Sua Myong
Boston Children’s Hospital
Editor, Genome Biophysics and
Nucleic Acids
Biophysical Journal
What are you currently working on that excites you?
I’m fascinated by two interconnected phenomena. The first is how disordered protein molecules, at high concentrations, transition into liquid-like droplets known as “condensates”—micron-scale molecular gatherings with fluid properties. When these condensates lose their liquid-like nature and shift to gel or solid-like states, they can trigger toxic protein aggregation, fueling devastating neurodegenerative diseases. We recently uncovered that these molecules assemble into nanoscale particles, called “nanoclusters,” before merging into condensates. By capturing individual nanoclusters on our imaging surface, we precisely measured their size and material properties, offering a new window into this process. Second, the same disordered protein binds RNA co-transcriptionally—an interaction that we analyzed by using a newly implemented single-molecule assay. Strikingly, disease-linked mutants of this protein exhibit defective RNA binding, diverging from the wild-type behavior. This malfunction at the molecular scale may help explain the pathogenic mechanism behind neurodegeneration.

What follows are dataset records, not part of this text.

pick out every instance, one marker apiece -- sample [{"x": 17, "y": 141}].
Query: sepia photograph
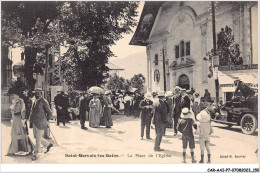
[{"x": 130, "y": 82}]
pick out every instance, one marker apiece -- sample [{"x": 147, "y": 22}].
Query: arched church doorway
[{"x": 184, "y": 81}]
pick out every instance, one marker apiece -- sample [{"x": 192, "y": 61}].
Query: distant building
[
  {"x": 113, "y": 69},
  {"x": 180, "y": 33}
]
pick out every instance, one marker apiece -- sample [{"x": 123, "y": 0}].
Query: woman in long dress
[
  {"x": 95, "y": 111},
  {"x": 20, "y": 142},
  {"x": 107, "y": 110}
]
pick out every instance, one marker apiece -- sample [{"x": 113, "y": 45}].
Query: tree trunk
[{"x": 30, "y": 59}]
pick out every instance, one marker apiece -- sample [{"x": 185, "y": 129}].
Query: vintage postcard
[{"x": 171, "y": 82}]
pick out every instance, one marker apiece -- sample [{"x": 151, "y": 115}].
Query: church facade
[{"x": 177, "y": 36}]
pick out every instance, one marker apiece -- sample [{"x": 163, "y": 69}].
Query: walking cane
[{"x": 53, "y": 135}]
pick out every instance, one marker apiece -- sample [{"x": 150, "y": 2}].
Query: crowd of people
[{"x": 181, "y": 110}]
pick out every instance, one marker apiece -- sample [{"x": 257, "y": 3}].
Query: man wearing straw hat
[
  {"x": 160, "y": 120},
  {"x": 177, "y": 108},
  {"x": 146, "y": 106},
  {"x": 40, "y": 115}
]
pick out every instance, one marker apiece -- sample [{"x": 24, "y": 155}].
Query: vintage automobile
[{"x": 240, "y": 111}]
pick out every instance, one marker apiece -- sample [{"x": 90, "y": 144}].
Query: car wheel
[{"x": 248, "y": 124}]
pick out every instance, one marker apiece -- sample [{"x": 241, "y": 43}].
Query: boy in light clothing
[{"x": 204, "y": 130}]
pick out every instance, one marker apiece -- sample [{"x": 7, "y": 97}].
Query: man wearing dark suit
[
  {"x": 59, "y": 104},
  {"x": 177, "y": 108},
  {"x": 83, "y": 108},
  {"x": 40, "y": 115},
  {"x": 160, "y": 120},
  {"x": 146, "y": 106},
  {"x": 185, "y": 101}
]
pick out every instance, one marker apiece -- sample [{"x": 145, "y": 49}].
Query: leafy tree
[
  {"x": 93, "y": 27},
  {"x": 116, "y": 83},
  {"x": 137, "y": 81},
  {"x": 227, "y": 50}
]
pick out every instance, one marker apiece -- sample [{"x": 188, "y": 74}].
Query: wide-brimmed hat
[
  {"x": 186, "y": 113},
  {"x": 148, "y": 96},
  {"x": 169, "y": 94},
  {"x": 189, "y": 92},
  {"x": 160, "y": 94},
  {"x": 203, "y": 116},
  {"x": 177, "y": 87}
]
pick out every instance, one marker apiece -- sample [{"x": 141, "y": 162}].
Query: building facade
[{"x": 180, "y": 35}]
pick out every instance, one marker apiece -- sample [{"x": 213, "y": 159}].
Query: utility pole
[
  {"x": 214, "y": 49},
  {"x": 164, "y": 75}
]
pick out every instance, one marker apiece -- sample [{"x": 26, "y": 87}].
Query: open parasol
[{"x": 96, "y": 90}]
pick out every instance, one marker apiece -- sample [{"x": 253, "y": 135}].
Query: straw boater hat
[
  {"x": 183, "y": 89},
  {"x": 197, "y": 94},
  {"x": 168, "y": 94},
  {"x": 203, "y": 116},
  {"x": 185, "y": 113},
  {"x": 148, "y": 96}
]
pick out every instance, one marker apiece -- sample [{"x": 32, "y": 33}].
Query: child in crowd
[
  {"x": 185, "y": 127},
  {"x": 204, "y": 130}
]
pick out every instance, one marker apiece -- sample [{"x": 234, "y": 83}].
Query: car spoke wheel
[{"x": 248, "y": 124}]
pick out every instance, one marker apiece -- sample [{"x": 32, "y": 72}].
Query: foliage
[
  {"x": 93, "y": 27},
  {"x": 116, "y": 83},
  {"x": 227, "y": 50},
  {"x": 137, "y": 81}
]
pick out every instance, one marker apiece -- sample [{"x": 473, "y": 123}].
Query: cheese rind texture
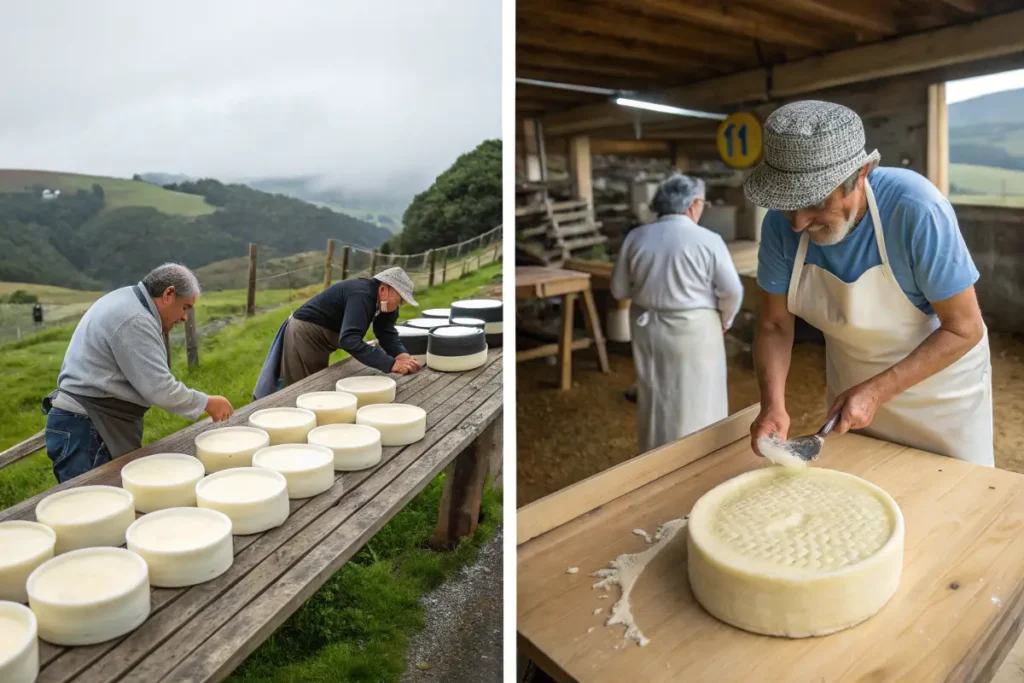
[{"x": 795, "y": 553}]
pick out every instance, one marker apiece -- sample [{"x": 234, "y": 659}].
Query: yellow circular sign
[{"x": 739, "y": 139}]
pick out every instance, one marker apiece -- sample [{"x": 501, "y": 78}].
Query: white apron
[
  {"x": 681, "y": 373},
  {"x": 869, "y": 326}
]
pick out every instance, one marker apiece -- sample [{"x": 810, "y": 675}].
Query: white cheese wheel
[
  {"x": 307, "y": 468},
  {"x": 182, "y": 546},
  {"x": 284, "y": 425},
  {"x": 18, "y": 644},
  {"x": 87, "y": 516},
  {"x": 354, "y": 446},
  {"x": 331, "y": 408},
  {"x": 399, "y": 424},
  {"x": 163, "y": 480},
  {"x": 795, "y": 553},
  {"x": 254, "y": 499},
  {"x": 24, "y": 546},
  {"x": 89, "y": 596},
  {"x": 369, "y": 389},
  {"x": 229, "y": 446}
]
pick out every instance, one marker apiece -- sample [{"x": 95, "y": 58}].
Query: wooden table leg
[
  {"x": 464, "y": 482},
  {"x": 594, "y": 329},
  {"x": 565, "y": 340}
]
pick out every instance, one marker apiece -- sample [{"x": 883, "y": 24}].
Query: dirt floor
[{"x": 563, "y": 437}]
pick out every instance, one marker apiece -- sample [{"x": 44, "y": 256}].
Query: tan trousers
[{"x": 306, "y": 350}]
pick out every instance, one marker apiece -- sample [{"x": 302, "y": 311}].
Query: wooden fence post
[
  {"x": 192, "y": 339},
  {"x": 251, "y": 300},
  {"x": 344, "y": 262},
  {"x": 329, "y": 263}
]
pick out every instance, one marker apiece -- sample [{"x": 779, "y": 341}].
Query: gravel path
[{"x": 462, "y": 641}]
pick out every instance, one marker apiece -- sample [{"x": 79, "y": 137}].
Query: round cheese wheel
[
  {"x": 163, "y": 480},
  {"x": 284, "y": 425},
  {"x": 437, "y": 312},
  {"x": 795, "y": 553},
  {"x": 254, "y": 499},
  {"x": 369, "y": 389},
  {"x": 89, "y": 596},
  {"x": 399, "y": 424},
  {"x": 229, "y": 446},
  {"x": 329, "y": 407},
  {"x": 87, "y": 516},
  {"x": 182, "y": 546},
  {"x": 354, "y": 446},
  {"x": 18, "y": 644},
  {"x": 307, "y": 468},
  {"x": 24, "y": 546}
]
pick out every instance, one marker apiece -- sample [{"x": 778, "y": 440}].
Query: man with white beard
[{"x": 875, "y": 259}]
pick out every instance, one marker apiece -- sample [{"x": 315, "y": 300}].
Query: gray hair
[
  {"x": 183, "y": 281},
  {"x": 676, "y": 195}
]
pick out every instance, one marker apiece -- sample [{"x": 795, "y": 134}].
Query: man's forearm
[
  {"x": 942, "y": 348},
  {"x": 772, "y": 352}
]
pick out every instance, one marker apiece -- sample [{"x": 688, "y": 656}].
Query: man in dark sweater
[{"x": 339, "y": 317}]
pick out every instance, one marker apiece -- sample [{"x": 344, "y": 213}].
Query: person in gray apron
[
  {"x": 685, "y": 293},
  {"x": 116, "y": 368}
]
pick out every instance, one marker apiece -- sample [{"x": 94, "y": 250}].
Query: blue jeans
[{"x": 73, "y": 444}]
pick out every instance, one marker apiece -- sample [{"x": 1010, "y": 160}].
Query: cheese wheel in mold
[
  {"x": 87, "y": 516},
  {"x": 163, "y": 480},
  {"x": 399, "y": 424},
  {"x": 182, "y": 546},
  {"x": 89, "y": 596},
  {"x": 24, "y": 546}
]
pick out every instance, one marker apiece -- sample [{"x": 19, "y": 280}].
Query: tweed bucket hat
[
  {"x": 399, "y": 282},
  {"x": 810, "y": 147}
]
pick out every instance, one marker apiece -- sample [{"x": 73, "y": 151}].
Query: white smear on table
[
  {"x": 625, "y": 570},
  {"x": 641, "y": 532},
  {"x": 774, "y": 450}
]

At a cocktail party of non-scientists, how would you explain what you do?
I’m a single-molecule biophysicist, which means I study how tiny molecules—like DNA, RNA, and proteins—move and interact in real time. To explain what I do, I sometimes bend, twist, or even dance to mimic their dynamic motions! Picture cars zipping down a highway, animals crossing a road, or birds landing briefly before taking off again—that’s how molecules behave. Because my research focuses on disease-related proteins, I compare healthy molecules to mutant ones, helping uncover how molecular malfunctions drive diseases. Many illnesses without treatments stem from unknown molecular causes, so understanding these tiny movements can unlock new paths for drug discovery—just like it did for HIV!